I love making my own dumplings. But I also love purchasing premade dumplings! We eat dumplings often. Usually just steamed or fried gyoza style. Then there are occasions where you feel like something really belly warming. This is when I make a flavoursome broth and cook the dumplings in the broth.
Enter the Easy Dumpling Soup.
It is a delicious (and relatively healthy) dish with a quick broth flavoured with things like ginger & soy, some premade dumplings, I went for prawn and ginger this time, and some Asian greens, just added at the last minute. Top with something fresh and crunchy, I went mung beans, coriander and chilli, and serve.
Make this dish your own, its just a base and I have tried to use really simple ingredients to make it achievable, and for a wide range of palates. But go crazy, use chilli oil, fry off some onions first, add lemongrass stalks. The world is your oyster with this one. Ohhh Oyster Sauce would be good too, add a glug of this. You get my drift!
So good!
Belly warming, soul food.
It’s cost effective and I’ve included heaps of substitutions below too.
Substitutions
Stock – You can use vegetable or fish stock
Sweet Soy (Kecap Manis) Is something I use often but you can just use extra soy sauce and a teaspoon of honey if you want a little extra sweetness. Or leave out altogether.
Pak Choy replacements – If you want to stay on theme you can use gai larn, bok choy or wong bok. But Broccoli, carrots and spinach would also be lovely.
Use a pinch of salt if you don’t have fish sauce
Quick Dumpling Soup
Ingredients
- 20 Dumplings
- 1 teaspoon Sesame Oil
- 1 tablespoons minced Ginger
- 1 tablespoons minced garlic
- 4 cups Chicken Stock
- 1 Tablespoon Soy Sauce
- 1 teaspoon Fish Sauce
- 1 Tablespoon Sweet Soy*
- 2 tablespoons Sweet chilli Sauce** Optional
- 1/2 bunch Pak Choy***
Garnish
- Bean Sprouts fresh chilli, coriander, sesame seeds
Instructions
-
In a large pot over a medium heat, heat the sesame oil, add the ginger and garlic and sauté gently until fragrant.
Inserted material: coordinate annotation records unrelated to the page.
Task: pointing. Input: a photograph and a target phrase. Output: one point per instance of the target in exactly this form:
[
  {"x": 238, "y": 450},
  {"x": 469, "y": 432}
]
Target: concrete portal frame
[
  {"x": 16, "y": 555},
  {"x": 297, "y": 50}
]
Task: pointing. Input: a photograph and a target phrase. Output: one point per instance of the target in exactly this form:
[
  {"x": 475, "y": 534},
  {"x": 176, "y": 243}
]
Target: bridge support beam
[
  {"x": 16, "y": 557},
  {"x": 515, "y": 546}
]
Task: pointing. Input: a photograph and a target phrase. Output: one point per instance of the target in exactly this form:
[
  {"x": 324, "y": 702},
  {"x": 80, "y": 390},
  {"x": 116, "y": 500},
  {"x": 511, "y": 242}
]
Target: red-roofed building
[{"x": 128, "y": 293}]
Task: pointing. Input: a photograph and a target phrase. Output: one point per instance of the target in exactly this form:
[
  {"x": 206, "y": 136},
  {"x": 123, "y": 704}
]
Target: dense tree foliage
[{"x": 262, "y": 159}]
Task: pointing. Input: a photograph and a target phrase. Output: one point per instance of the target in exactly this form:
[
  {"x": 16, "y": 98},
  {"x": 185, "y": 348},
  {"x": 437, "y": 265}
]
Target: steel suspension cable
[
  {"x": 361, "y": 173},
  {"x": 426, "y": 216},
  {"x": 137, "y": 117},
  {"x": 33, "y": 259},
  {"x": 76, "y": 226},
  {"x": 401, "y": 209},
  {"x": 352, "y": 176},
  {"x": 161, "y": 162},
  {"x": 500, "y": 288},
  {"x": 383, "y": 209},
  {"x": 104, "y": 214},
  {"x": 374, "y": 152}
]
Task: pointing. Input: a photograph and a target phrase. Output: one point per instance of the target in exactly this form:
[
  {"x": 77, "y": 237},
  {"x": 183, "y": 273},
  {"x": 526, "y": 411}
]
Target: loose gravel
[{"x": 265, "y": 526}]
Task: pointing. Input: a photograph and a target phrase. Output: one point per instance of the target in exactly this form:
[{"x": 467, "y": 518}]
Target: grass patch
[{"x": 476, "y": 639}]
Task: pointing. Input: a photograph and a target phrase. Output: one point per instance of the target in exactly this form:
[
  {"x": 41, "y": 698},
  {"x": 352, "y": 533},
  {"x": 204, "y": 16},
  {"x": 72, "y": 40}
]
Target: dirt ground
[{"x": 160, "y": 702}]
Around 2 minutes.
-
Add the stock, soy sauce, sweet soy, and fish sauce and simmer for 4 minutes
-
With your Pak Choy, wash and slice the bottom white part in 2 cm slices, then just cut the green leaves in half.
-
Add the dumplings to the soup, bring back to a simmer and add your white parts of the Pak Choy, cook until dumplings are cooked through. Around 5 minutes if using frozen dumplings, less if using fresh dumplings. Add the greens of the Pak Choy right at the end, they only take around a minute to cook.
-
Divide between 2 bowls and garnish with coriander, chilli, sprouts and sesame seeds
-
Serve
Recipe Notes
Stock – You can use vegetable or fish stock
Sweet Soy (Kecap Manis) Is something I use often but you can just use extra soy sauce and a teaspoon of honey if you want a little extra sweetness. Or leave out altogether.
Pak Choy replacements – If you want to stay on theme you can use gai larn, bok choy or wong bok. But Broccoli, carrots and spinach would also be lovely.
Use a pinch of salt if you don’t have fish sauce
Make this dish your own, its just a base and I have tried to use really simple ingredients to make it achievable, and for a wide range of palates. But go crazy, use chilli oil, fry off some onions first, add lemongrass stalks. The world is your oyster with this one. Ohhh Oyster Sauce would be good too, add a glug of this. You get my drift!